Nadav et Avraham, 19 ans, ont une petite peur du gendarme. Ils ont été interloqués de le croiser au pied des cimes. C’est la première fois que ces copains partent en randonnée. Ils ont surtout senti passer les 5 heures de marche et les 500 mètres de dénivelé positif avec, à bout de bras, des sacs cabas avec duvets et bières. Là-haut, ils ont profité d’un feu de camp : c’est interdit. En bas, ils écoutent de la musique avec une petite enceinte : c’est un trouble. «Dans un contexte post-Covid, il y a un engouement du public pour les espaces naturels, parfois au détriment de la quiétude de la faune sauvage, pointe Julie Molinier, chef du service Sensibilisation et valorisation du territoire au parc national du Mercantour. Dans certains hotspots, on se retrouve avec une fréquentation balnéaire. Cette situation ne peut pas être pérenne car elle remet en cause la protection. Il faut trouver la conciliation.»
«Géographies en mouvement»
Un partenariat avec Waze pour limiter la fréquentation des parkings a été instauré, des panneaux lumineux installés, des dépliants distribués. «Ce sont des comportements urbains et périurbains, explique Emmanuel Gastaud, en charge de la fréquentation au Mercantour.
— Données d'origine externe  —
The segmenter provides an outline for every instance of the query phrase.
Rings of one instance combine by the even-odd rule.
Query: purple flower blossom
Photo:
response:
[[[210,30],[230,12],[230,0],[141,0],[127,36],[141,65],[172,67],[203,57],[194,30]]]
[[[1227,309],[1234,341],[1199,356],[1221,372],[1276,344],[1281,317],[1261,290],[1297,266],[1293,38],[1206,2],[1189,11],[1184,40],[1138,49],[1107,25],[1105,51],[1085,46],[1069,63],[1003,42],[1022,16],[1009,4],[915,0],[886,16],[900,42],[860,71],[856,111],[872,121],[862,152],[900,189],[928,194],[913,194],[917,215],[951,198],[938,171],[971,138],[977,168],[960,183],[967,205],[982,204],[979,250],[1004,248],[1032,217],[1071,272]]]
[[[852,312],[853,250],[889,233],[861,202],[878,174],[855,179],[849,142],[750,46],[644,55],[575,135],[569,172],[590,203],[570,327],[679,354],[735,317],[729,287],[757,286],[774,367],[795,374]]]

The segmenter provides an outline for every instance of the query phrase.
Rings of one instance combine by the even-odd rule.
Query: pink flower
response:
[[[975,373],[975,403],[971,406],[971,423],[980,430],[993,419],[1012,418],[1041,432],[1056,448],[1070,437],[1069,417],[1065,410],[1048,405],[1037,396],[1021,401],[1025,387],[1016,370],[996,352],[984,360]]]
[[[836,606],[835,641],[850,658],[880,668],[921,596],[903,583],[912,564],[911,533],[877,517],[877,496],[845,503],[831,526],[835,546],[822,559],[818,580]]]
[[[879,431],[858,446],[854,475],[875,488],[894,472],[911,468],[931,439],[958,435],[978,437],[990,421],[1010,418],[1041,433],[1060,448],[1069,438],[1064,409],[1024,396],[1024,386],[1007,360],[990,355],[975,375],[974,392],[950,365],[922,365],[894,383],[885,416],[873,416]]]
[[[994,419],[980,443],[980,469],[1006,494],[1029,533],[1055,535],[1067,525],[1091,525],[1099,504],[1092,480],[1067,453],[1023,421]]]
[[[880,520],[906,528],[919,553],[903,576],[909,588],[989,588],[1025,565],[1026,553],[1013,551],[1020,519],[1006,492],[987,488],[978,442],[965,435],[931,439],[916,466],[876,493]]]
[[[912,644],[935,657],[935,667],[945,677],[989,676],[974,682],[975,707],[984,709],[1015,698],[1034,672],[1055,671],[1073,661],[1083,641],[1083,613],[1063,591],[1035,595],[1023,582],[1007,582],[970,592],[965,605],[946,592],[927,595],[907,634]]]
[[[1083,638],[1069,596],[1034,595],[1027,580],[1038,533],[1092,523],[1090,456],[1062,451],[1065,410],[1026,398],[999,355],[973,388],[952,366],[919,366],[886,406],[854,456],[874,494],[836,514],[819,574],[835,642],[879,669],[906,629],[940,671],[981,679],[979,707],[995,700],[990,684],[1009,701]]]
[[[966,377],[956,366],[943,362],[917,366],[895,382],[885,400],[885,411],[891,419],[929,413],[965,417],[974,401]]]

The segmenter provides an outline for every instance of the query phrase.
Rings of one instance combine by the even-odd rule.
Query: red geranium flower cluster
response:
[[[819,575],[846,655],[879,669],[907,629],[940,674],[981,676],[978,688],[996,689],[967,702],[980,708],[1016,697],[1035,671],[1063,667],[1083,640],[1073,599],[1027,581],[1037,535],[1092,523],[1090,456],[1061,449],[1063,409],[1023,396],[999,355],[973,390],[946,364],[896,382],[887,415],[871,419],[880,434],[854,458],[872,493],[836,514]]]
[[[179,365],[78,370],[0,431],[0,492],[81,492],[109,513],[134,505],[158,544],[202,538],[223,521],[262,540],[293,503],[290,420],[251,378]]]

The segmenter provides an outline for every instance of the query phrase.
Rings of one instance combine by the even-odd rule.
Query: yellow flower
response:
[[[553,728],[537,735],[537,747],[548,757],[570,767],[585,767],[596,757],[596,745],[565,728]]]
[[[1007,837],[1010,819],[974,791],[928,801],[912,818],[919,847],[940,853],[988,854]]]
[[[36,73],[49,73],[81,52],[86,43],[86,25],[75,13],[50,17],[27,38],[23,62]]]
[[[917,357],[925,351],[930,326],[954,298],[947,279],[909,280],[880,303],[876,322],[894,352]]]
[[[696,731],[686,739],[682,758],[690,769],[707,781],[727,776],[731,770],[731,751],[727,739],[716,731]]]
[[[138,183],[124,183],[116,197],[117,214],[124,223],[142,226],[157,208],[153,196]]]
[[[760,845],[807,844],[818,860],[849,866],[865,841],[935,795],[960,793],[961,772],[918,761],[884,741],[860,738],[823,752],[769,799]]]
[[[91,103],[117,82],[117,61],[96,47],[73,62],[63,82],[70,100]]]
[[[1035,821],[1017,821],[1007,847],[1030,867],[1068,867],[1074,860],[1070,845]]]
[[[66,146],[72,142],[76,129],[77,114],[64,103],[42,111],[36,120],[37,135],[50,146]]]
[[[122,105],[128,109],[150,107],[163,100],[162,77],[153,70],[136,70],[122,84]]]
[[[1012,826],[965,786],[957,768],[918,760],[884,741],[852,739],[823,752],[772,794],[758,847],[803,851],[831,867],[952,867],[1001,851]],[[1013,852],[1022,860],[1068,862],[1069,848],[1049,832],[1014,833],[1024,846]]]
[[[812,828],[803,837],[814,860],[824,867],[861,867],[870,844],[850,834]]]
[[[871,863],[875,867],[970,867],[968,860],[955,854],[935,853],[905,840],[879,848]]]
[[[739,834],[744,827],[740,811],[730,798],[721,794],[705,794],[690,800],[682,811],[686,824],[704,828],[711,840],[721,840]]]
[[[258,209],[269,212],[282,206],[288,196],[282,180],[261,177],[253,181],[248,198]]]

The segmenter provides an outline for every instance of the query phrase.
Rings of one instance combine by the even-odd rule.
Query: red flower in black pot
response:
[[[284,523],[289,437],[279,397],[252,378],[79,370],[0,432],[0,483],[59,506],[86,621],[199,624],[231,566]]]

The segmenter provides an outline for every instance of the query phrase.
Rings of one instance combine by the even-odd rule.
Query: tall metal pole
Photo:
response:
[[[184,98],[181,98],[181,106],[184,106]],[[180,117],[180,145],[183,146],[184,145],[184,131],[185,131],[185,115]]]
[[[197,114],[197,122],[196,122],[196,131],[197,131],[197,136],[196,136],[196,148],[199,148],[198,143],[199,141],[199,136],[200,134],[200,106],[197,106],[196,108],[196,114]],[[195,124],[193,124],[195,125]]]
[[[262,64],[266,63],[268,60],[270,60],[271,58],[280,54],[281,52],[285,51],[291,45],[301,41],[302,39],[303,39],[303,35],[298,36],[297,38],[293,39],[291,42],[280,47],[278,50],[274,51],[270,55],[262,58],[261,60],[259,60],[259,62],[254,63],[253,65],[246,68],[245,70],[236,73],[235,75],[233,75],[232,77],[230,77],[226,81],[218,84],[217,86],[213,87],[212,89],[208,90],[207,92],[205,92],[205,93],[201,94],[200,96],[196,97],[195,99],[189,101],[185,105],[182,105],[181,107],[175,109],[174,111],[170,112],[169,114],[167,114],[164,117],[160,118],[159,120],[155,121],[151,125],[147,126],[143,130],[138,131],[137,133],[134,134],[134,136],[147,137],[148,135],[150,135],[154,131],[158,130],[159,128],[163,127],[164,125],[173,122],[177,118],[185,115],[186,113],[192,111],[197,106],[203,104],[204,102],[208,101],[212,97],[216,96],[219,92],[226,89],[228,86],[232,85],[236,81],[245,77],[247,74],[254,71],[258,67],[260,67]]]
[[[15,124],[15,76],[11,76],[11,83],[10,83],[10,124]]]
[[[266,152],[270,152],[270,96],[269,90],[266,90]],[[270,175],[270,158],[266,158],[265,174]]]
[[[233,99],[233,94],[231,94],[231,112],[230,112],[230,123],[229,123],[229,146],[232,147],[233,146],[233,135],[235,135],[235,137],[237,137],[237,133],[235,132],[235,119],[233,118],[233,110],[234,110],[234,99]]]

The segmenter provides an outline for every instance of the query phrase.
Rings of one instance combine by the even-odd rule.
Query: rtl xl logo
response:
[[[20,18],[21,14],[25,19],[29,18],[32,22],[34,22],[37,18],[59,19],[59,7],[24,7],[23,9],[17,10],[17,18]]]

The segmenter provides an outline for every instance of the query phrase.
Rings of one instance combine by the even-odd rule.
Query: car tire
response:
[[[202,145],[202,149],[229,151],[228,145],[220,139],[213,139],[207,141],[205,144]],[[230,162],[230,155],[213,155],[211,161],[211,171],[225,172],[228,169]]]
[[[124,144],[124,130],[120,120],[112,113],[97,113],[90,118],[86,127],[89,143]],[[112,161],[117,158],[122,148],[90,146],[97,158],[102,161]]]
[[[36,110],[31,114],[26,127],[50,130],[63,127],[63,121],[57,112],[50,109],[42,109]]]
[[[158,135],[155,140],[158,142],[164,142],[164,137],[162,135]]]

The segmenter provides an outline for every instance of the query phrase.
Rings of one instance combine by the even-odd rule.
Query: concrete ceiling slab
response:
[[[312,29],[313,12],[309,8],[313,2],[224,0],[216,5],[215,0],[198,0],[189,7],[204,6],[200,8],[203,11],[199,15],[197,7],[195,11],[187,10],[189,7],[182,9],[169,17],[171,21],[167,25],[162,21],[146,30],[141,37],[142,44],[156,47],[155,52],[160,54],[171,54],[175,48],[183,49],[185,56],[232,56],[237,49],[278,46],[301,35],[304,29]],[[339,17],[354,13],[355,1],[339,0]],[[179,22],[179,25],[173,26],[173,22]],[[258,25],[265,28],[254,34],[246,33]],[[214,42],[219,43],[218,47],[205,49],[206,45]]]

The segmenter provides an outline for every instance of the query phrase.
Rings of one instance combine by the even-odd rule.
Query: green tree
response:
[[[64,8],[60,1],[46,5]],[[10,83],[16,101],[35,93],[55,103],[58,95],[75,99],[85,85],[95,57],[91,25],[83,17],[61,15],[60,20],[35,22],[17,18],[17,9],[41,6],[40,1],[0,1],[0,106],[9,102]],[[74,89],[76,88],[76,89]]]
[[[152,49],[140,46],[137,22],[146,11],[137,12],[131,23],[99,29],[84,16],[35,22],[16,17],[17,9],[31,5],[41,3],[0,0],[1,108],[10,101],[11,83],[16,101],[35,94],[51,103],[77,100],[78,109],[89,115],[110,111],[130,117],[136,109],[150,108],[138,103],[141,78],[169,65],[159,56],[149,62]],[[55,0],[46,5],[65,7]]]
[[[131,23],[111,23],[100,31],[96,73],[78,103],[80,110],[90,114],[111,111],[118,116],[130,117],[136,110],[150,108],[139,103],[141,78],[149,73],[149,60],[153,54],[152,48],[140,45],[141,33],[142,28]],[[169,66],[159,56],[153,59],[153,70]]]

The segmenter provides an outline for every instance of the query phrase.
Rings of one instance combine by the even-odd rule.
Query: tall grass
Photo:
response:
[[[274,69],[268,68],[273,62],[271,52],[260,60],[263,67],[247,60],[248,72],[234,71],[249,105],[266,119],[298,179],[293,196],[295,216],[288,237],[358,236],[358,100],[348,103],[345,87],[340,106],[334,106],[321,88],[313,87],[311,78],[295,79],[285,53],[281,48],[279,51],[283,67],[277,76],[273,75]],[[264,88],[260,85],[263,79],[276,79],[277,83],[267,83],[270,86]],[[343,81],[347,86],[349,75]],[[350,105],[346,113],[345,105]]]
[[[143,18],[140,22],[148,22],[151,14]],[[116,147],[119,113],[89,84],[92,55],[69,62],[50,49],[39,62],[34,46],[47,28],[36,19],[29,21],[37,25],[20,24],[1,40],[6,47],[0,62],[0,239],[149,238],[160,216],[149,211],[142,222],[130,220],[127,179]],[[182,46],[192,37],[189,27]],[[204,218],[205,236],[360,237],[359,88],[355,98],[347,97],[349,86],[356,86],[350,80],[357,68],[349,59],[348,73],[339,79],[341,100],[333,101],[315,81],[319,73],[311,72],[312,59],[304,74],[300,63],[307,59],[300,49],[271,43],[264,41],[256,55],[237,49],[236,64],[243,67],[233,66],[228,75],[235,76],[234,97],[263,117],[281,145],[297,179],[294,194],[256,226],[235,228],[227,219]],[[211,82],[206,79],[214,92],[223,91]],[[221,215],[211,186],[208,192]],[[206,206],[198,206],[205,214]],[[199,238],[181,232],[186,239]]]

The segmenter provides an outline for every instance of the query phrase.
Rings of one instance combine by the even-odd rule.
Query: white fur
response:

Au lac d’Allos, c’était barbecue, saucisse, musique. Comme sur la plage, alors qu’on est dans un site naturel fragile et sensible. Pour vivre, la flore et la faune ont simplement besoin de calme. On est chez eux, on est les invités.»
Randonnées en tongs…
Sur le chemin, les habitués de la montagne ont aussi remarqué l’affluence – due en partie à la fermeture de certains secteurs consécutivement à la tempête Alex – et les mauvaises pratiques. Patrick qui «aime être un peu seul et faire des photos» a vu des promeneurs nourrir les marmottes et d’autres courir derrière les bouquetins. Les premières deviennent moins farouches et les seconds remontent vers les cimes. Magalie, très équipée pour la marche, a déjà entendu un drone voler en lisière de parc : «Ça fait des nuisances pour les animaux», pointe-t-elle.
Il y a l’impact sur la quiétude, et il y a les dangers. Marie, l’animatrice du groupe tchèque descendait la montagne en tongs. Antoine, un vacancier, remontait avec une semelle en moins sous sa chaussure. Ces anecdotes, Christophe Fournier, le gardien du refuge, ne les compte plus. Sur la terrasse du refuge de Nice, au pied du mont Clapier, le gestionnaire du lieu voit des randonneurs arriver sans veste ou s’attaquer à «un 3 000» avec un simple coupe-vent. Il raconte qu’un homme a sorti une grande carte et a montré un tracé qu’il projetait d’emprunter : c’était la frontière franco-italienne et non un sentier.
Son métier a changé. Il renseigne et il rassure. Selon le PGHM, il n’y a eu «ni plus ni moins» d’interventions de secours en montagne la saison dernière. Christophe Fournier sait déjà qu’il verra débarquer des randonneurs à la tombée de la nuit. Jamais des marcheurs n’auraient pris ce risque auparavant.